Minnesota Opinion: Sailing a course in Minnesota to Real ID
You can find Scylla and Charybdis in the Strait of Messina, the two-mile-wide gap between Italy and the island of Sicily. That's where, since ancient times, sailors have used great caution when navigating between the rocks of Scylla on one side a...
You can find Scylla and Charybdis in the Strait of Messina, the two-mile-wide gap between Italy and the island of Sicily. That's where, since ancient times, sailors have used great caution when navigating between the rocks of Scylla on one side and the whirlpools of Charybdis on the other.
Or, you can find Scylla and Charybdis a lot closer to home.
Specifically, in the Minnesota Senate.
For there the obstacles loom, blocking the way forward for a Real ID bill, and leaving open between them only a narrow passage that's beset by currents from both sides.
Senate leaders must scrupulously steer the charted route through.
Real ID is the federal law that sets standards for identification documents. To make a long story short, if a state's driver's licenses do not comply with Real ID, those licenses will no longer be usable after Jan. 1 as IDs to board commercial aircraft.
And Minnesota is one of five states whose licenses don't comply.
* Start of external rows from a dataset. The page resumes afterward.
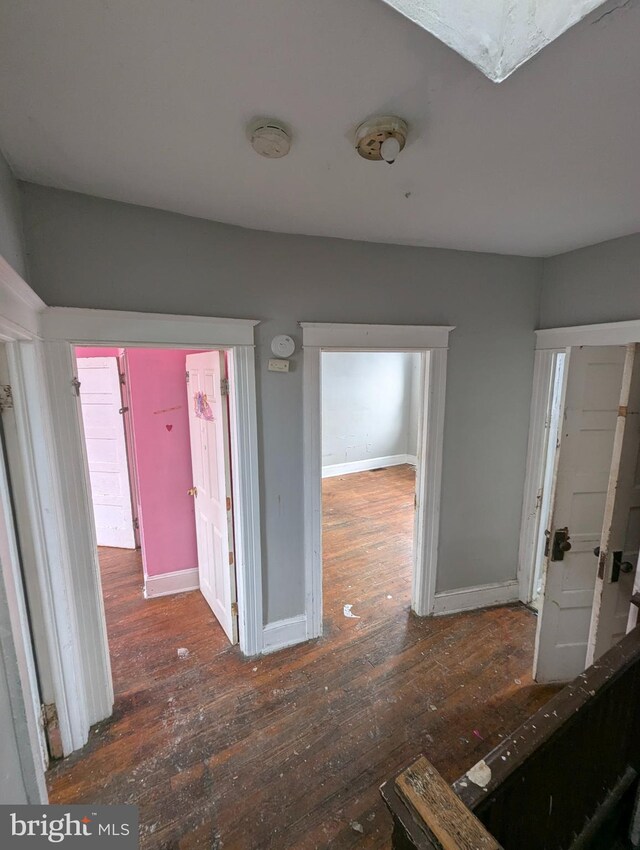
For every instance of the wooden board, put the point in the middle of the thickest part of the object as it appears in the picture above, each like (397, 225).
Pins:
(432, 799)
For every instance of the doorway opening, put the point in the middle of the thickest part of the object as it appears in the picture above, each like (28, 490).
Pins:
(371, 402)
(157, 442)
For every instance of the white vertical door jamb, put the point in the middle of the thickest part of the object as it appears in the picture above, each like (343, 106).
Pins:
(246, 496)
(429, 485)
(312, 446)
(17, 652)
(77, 519)
(541, 397)
(54, 573)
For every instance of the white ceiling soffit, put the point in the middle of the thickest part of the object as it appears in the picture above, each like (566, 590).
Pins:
(497, 36)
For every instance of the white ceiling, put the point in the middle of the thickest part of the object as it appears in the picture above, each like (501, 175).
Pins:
(497, 36)
(146, 101)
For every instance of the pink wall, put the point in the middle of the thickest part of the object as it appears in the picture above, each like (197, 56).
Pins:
(97, 352)
(160, 426)
(160, 422)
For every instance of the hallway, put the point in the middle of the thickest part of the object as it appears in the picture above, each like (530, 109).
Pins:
(288, 750)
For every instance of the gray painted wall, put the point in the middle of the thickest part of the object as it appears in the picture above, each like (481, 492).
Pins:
(600, 283)
(13, 783)
(87, 252)
(367, 405)
(11, 247)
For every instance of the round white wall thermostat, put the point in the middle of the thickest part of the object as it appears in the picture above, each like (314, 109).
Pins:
(283, 346)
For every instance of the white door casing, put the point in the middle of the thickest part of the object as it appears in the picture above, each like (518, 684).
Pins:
(211, 465)
(101, 402)
(620, 541)
(591, 393)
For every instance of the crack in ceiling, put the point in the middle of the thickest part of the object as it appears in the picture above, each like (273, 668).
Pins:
(497, 36)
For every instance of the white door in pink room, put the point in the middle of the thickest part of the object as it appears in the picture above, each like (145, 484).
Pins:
(101, 403)
(207, 390)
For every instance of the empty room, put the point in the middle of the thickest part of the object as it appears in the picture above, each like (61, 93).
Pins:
(319, 391)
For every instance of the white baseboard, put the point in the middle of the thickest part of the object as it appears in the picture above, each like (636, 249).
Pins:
(283, 633)
(333, 469)
(177, 582)
(470, 598)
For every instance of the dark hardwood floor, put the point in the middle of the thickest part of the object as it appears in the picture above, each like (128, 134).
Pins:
(288, 750)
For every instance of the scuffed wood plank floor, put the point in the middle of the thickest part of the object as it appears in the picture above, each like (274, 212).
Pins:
(288, 750)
But the legislative passage that leads from the Sea of Noncompliance into the Sea of Compliance is narrow. Moreover, flanking one side is Scylla-some Republicans' privacy objections to Real ID-while on the other is Charybdis-some Democrats' insistence that the new law let illegal immigrants get driver's licenses.
What's the course through?
A simple, straightforward bill that brings Minnesota licenses into Real ID compliance. No more, no less.
Alas, on March 6, the ship of state ran aground. That's when senators rejected a Real ID bill, 29-38, with five privacy-minded Republicans joining all immigration-concerned Democrats in voting no.
Luckily, the grounding did no damage, and now the tide's rolling in. That means the vessel soon will be refloated.
But as its sails fill, it's essential that the Republican majority in command heed the Democratic minority's objections, at least in part.
That's because the Democrats are more likely to compromise than are the five rogue Republicans, whose objections on principle to federal mandates are as hard as rocks.
In contrast, Democratic Gov. Mark Dayton wants a bill that lets illegal immigrants get driver's licenses. But, he and other Democrats likely would settle for a bill that simply stays silent on the subject. (They'll never agree to the bill's House version, which explicitly forbids licenses from being issued to illegal immigrants.)
The Senate's Republican leadership should take Democrats up on this offer. That means the leadership should strip out the language that the Democrats are objecting to, then advance a bare-bones, Real-ID-and-nothing-else bill.
Such a bill likely would pass with bipartisan support.
Real ID is a "must-pass"; if lawmakers fail, Minnesotans will have to show passports every time they fly. Senators must ready a clean bill, then use it to steer through the tight, dangerous passage into the open and welcoming water on the other side.